Smothered Pork Chops {crock-pot}

"These are the best pork chops I've ever had." My husband said that after one bite of these yummy smothered pork chops. I do have to agree that they are pretty delicious. I will also tell you that even though crock pot is in the title, and it is used to cook these, there is work to be done before and after they cook in the crock pot. It's worth the extra work, but not a throw it in and go kind of meal.  I will be making these again. Also note that you don't have to use 6 pork chops, but you will definitely have enough gravy for 6. Thanks Mel for another great meal!

Smothered Pork Chops {crock-pot}
from Mel's Kitchen Cafe

5 slices bacon, chopped
6 pork chops, about 3/4-inch thick (I use boneless, but bone in will be perfect too)
Salt and Pepper
2 yellow onions, peeled, halved and sliced into 1/2-inch thick half moons
1 teaspoon plus 1 tablespoon light brown sugar
1/4 cup plus 2 tablespoons cold water
3 garlic cloves, minced
1 teaspoon dried thyme
3 cups low-sodium chicken broth
1 tablespoon soy sauce
2 bay leaves
2 tablespoons cornstarch
1 tablespoon cider vinegar
2 tablespoons fresh parsley, chopped

In a large skillet over medium heat, fry bacon until lightly browned, about 5-6 minutes. Transfer bacon to a plate lined with paper towels, leaving the drippings in the pan. If you have more than 2 tablespoons drippings, drain the excess. If you don’t have quite that much, add some canola oil. When the bacon is cool, transfer to a small bag or tupperware and refrigerate until later.

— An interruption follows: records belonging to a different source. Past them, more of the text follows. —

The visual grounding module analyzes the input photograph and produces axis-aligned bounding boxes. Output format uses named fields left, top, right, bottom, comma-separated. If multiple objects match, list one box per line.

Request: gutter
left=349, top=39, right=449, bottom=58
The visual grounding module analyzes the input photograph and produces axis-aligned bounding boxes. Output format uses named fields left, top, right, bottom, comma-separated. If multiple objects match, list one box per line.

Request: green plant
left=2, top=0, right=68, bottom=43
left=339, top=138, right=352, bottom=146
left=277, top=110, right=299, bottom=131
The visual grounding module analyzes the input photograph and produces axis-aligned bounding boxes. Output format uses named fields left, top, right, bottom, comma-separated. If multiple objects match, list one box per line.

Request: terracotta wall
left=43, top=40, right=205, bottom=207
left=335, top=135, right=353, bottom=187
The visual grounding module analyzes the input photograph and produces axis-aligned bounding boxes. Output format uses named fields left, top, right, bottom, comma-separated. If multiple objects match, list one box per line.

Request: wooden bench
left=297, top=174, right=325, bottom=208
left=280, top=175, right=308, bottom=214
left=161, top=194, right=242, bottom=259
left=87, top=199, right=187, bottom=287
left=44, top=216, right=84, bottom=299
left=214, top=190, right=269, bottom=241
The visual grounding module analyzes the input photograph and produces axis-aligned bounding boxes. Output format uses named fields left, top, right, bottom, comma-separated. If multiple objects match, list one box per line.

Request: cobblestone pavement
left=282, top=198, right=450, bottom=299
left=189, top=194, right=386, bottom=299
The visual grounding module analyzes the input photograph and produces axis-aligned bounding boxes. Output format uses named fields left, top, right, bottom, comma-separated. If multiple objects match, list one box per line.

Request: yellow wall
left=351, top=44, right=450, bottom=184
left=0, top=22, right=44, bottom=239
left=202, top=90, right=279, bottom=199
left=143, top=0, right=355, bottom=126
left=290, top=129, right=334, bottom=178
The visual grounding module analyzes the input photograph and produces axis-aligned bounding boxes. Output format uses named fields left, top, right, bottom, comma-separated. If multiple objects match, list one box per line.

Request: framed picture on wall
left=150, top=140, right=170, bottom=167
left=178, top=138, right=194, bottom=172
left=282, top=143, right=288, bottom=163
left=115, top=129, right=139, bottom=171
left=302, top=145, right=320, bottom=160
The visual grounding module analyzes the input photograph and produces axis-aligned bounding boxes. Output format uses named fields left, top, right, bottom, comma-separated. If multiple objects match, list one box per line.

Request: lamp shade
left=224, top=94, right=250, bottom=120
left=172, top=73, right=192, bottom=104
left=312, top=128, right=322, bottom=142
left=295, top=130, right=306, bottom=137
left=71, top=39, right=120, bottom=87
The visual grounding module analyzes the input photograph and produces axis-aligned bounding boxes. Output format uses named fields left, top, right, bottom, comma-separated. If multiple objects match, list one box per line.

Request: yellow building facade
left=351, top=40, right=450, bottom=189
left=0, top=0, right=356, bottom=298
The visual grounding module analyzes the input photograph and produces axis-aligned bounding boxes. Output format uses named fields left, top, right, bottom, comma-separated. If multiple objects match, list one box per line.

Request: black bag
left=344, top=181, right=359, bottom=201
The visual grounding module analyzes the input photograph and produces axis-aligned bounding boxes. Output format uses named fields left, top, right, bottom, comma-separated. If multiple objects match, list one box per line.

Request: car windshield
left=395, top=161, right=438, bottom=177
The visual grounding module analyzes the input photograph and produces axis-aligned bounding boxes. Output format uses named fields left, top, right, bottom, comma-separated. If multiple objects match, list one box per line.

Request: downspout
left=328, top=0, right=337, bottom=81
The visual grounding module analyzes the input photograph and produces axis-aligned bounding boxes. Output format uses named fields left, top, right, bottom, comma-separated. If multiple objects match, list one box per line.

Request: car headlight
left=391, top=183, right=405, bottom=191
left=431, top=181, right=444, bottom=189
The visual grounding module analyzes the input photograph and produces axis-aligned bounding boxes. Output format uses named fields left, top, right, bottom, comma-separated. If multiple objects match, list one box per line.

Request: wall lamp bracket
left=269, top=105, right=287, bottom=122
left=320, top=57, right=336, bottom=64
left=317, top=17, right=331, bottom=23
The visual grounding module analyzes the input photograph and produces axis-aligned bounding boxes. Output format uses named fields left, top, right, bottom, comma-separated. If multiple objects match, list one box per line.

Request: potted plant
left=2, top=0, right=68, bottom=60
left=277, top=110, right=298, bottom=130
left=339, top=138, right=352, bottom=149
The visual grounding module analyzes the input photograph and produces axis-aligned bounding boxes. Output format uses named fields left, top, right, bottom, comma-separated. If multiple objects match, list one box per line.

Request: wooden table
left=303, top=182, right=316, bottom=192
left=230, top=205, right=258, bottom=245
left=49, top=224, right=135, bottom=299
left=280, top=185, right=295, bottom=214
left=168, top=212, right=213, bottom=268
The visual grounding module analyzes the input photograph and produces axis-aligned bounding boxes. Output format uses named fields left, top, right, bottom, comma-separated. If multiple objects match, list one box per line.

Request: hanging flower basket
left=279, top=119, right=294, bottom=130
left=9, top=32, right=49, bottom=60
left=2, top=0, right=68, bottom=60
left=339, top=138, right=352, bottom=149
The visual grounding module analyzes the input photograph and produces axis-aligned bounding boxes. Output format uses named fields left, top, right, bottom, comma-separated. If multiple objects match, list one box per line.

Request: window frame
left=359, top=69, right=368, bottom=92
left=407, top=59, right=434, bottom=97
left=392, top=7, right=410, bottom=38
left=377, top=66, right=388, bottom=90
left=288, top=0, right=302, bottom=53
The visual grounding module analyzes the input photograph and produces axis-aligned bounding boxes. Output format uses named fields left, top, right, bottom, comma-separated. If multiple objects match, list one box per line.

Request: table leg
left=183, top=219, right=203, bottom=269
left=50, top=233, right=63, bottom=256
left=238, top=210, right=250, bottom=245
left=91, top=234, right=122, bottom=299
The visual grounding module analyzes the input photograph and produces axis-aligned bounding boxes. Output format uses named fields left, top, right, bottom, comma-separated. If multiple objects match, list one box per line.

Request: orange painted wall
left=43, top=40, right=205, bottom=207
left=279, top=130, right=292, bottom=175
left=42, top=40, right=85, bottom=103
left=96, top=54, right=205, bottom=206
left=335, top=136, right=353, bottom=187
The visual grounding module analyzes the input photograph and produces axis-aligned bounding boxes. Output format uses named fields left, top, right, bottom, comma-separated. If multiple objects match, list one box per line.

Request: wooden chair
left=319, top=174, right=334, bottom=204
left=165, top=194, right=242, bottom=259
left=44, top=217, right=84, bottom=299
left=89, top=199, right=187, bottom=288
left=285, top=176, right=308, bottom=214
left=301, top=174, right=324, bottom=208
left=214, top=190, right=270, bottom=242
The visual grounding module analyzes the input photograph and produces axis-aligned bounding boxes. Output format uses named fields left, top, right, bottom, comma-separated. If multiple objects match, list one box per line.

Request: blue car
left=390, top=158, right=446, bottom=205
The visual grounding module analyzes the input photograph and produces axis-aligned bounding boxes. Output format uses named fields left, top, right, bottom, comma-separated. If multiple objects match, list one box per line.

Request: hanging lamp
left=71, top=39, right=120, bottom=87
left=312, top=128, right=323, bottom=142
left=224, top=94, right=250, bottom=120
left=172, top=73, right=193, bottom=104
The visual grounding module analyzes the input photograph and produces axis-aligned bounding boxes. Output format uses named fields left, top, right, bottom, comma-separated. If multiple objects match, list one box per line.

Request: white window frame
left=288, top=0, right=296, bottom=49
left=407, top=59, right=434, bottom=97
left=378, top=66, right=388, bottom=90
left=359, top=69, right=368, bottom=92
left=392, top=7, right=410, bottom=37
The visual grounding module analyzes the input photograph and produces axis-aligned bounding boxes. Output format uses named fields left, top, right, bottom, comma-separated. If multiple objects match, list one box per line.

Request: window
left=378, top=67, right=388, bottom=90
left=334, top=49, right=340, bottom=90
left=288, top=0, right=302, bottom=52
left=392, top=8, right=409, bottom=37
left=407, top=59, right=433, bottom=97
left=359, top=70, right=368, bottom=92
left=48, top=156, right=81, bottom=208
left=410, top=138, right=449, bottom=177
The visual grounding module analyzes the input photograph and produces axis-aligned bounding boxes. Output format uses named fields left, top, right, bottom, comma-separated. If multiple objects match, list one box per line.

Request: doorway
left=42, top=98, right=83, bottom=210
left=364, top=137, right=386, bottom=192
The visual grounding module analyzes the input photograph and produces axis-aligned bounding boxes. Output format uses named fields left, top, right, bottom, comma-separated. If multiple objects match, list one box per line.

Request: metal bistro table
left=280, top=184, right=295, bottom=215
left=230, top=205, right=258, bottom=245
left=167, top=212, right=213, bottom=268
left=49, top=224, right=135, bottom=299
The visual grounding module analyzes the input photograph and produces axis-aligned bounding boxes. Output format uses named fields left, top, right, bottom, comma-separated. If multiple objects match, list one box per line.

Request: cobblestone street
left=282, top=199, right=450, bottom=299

Heat the skillet with the drippings over medium or medium-high heat until rippling and hot. Meanwhile, pat pork chops dry with paper towels and season with salt and pepper. Cook pork chops until they are golden brown on each side, about 2 minutes per side, cooking them in batches in the skillet if your skillet isn’t big enough to hold all six at a time in a single layer. When golden on each side, transfer the chops to the slow cooker and repeat with remaining pork.

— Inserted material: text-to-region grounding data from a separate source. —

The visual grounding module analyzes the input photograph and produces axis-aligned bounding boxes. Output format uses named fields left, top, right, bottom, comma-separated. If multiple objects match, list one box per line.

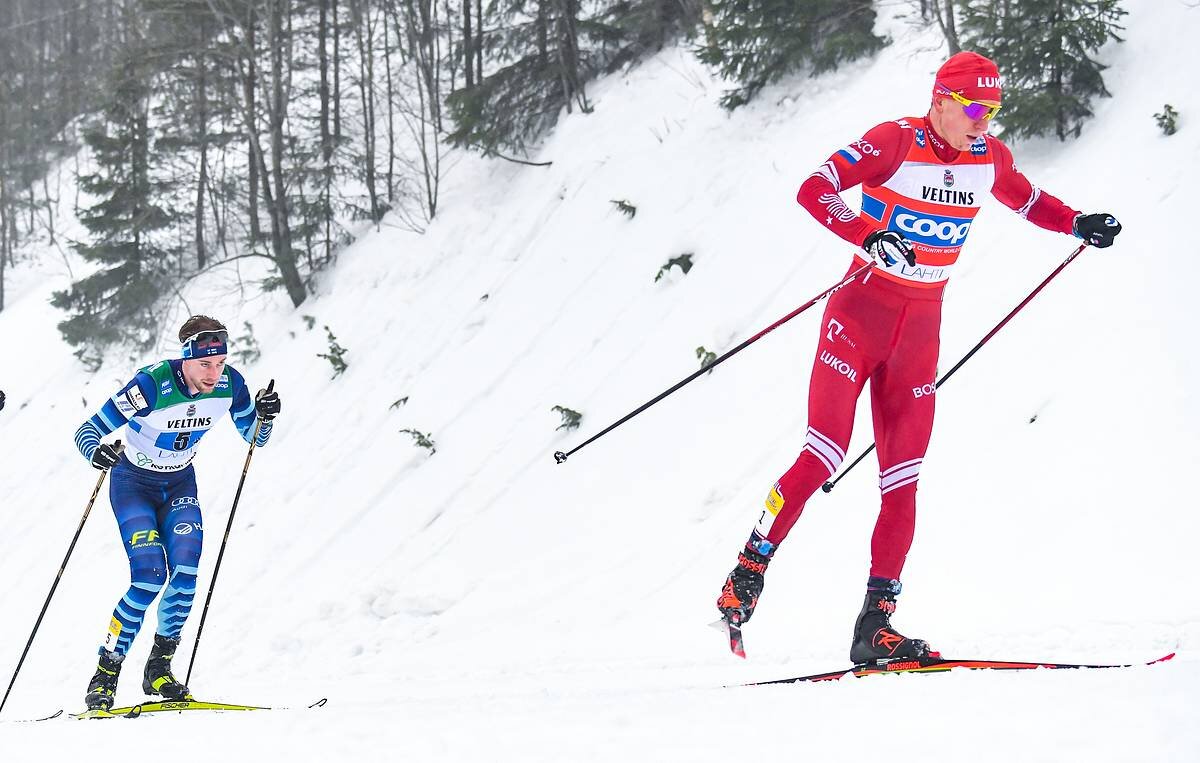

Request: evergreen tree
left=447, top=0, right=593, bottom=155
left=448, top=0, right=697, bottom=155
left=698, top=0, right=886, bottom=110
left=52, top=35, right=183, bottom=354
left=143, top=0, right=244, bottom=271
left=959, top=0, right=1126, bottom=141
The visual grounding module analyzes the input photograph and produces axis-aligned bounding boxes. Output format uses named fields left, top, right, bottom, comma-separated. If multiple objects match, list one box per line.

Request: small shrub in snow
left=317, top=325, right=349, bottom=378
left=552, top=405, right=582, bottom=431
left=301, top=315, right=316, bottom=330
left=1154, top=104, right=1178, bottom=136
left=696, top=346, right=717, bottom=374
left=390, top=396, right=410, bottom=410
left=610, top=199, right=637, bottom=218
left=399, top=428, right=436, bottom=454
left=655, top=253, right=694, bottom=282
left=234, top=321, right=262, bottom=365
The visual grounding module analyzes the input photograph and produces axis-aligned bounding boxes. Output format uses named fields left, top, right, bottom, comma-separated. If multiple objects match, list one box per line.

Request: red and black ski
left=747, top=652, right=1176, bottom=685
left=726, top=619, right=746, bottom=659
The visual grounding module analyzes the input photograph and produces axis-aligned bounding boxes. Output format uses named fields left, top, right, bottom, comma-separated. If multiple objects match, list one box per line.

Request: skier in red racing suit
left=716, top=51, right=1123, bottom=664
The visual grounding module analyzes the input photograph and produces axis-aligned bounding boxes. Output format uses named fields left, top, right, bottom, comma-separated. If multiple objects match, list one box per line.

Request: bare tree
left=349, top=0, right=383, bottom=221
left=932, top=0, right=962, bottom=54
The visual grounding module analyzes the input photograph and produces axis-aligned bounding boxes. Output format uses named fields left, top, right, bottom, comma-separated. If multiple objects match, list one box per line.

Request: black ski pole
left=0, top=441, right=123, bottom=716
left=554, top=262, right=876, bottom=464
left=822, top=242, right=1089, bottom=493
left=185, top=381, right=272, bottom=686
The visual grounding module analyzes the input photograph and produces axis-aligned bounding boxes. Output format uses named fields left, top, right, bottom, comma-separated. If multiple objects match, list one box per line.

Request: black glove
left=1073, top=213, right=1122, bottom=248
left=91, top=441, right=122, bottom=471
left=863, top=230, right=917, bottom=268
left=255, top=379, right=280, bottom=421
left=0, top=390, right=5, bottom=411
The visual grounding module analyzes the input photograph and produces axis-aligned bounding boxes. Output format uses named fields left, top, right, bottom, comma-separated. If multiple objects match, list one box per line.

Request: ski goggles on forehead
left=936, top=84, right=1001, bottom=121
left=181, top=329, right=229, bottom=359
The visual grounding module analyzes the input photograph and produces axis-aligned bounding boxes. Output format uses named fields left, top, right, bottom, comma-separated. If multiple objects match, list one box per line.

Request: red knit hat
left=934, top=51, right=1002, bottom=104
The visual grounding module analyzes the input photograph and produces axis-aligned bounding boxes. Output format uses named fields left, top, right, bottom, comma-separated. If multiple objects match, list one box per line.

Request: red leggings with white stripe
left=753, top=263, right=942, bottom=580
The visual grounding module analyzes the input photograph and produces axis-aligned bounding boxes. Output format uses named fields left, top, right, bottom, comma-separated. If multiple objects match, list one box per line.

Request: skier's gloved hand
left=863, top=230, right=917, bottom=268
left=90, top=442, right=121, bottom=471
left=0, top=390, right=5, bottom=411
left=255, top=381, right=280, bottom=421
left=1073, top=213, right=1122, bottom=248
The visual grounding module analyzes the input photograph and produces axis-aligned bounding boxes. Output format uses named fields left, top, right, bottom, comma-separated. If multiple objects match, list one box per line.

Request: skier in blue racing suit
left=75, top=315, right=281, bottom=710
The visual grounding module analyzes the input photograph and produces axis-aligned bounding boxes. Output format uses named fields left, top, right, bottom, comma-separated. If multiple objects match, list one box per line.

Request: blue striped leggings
left=102, top=459, right=204, bottom=656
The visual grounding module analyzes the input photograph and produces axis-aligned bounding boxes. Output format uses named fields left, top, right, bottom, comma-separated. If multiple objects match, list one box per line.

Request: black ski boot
left=849, top=577, right=936, bottom=664
left=716, top=537, right=775, bottom=625
left=85, top=649, right=124, bottom=710
left=142, top=634, right=192, bottom=700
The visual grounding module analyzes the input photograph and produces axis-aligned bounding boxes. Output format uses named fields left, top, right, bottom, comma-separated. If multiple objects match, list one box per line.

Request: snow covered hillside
left=2, top=4, right=1198, bottom=760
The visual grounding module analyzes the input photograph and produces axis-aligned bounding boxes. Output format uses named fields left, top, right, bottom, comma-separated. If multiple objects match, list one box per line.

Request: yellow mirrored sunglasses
left=936, top=83, right=1002, bottom=121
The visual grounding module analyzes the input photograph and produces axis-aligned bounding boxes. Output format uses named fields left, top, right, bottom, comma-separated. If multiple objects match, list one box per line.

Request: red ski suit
left=753, top=116, right=1079, bottom=580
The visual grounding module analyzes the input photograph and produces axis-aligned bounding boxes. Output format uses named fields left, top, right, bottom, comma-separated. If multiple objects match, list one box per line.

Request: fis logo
left=756, top=485, right=786, bottom=535
left=891, top=205, right=972, bottom=246
left=173, top=522, right=202, bottom=535
left=105, top=617, right=122, bottom=648
left=914, top=128, right=927, bottom=149
left=764, top=485, right=785, bottom=517
left=129, top=529, right=161, bottom=546
left=819, top=351, right=857, bottom=383
left=160, top=379, right=173, bottom=396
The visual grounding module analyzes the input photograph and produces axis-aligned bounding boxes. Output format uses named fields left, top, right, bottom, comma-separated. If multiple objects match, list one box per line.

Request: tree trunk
left=351, top=0, right=380, bottom=221
left=245, top=3, right=261, bottom=243
left=0, top=175, right=6, bottom=313
left=319, top=0, right=334, bottom=263
left=474, top=0, right=482, bottom=83
left=934, top=0, right=961, bottom=55
left=462, top=0, right=473, bottom=89
left=383, top=7, right=397, bottom=205
left=333, top=0, right=342, bottom=143
left=195, top=28, right=209, bottom=269
left=268, top=0, right=304, bottom=306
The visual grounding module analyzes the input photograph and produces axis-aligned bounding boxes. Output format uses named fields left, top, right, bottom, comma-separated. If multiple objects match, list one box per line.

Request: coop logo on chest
left=890, top=204, right=972, bottom=246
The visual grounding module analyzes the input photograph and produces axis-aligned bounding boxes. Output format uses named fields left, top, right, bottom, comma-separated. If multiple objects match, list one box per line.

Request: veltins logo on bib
left=889, top=204, right=972, bottom=247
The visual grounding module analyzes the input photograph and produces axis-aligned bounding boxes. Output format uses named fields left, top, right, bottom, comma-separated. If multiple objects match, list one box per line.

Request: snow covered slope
left=2, top=4, right=1198, bottom=760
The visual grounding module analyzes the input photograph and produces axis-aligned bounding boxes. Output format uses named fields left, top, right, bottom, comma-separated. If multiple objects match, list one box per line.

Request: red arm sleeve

Pour off all but 1 teaspoon of fat from the skillet; add onions, 1 teaspoon brown sugar, 1/4 teaspoon salt and 1/4 cup water to empty skillet. Using a wooden spoon, scrape browned bits from bottom of the pan and cook over medium-high heat until onions are soft, about 4-6 minutes. Stir in garlic and thyme and cook until fragrant, about 30 seconds. Pour onion mixture over chops in the slow cooker. Add broth, soy sauce, and remaining 1 tablespoon brown sugar to skillet, bring to a boil and add bay leaves. Pour mixture over onions in slow cooker.

Cover slow cooker and cook on low until pork is tender, about 8 hours (or cook on high for 4 hours).

When ready to serve, carefully transfer chops to serving platter with a large spoon and tent with foil. Discard bay leaves and pour liquid through a mesh strainer into a saucepan, reserving the solids. Transfer solids to a food processor or blender with 1 cup liquid and blend until smooth. Stir the blended mixture back into remaining liquid in the saucepan. In a small bowl, mix cornstarch and remaining 2 tablespoons water together in a small bowl and stir into sauce. Cook over medium heat until thickened and bubbly, about 5 minutes. Stir in vinegar, season with salt and pepper, pour over chops and sprinkle with reserved bacon and parsley.


Rita said...

I love using my crockpot and this recipe sounds great; new some new one. My husband will live this.

Unknown said...

Yum! I love pork chops and this sounds delicious!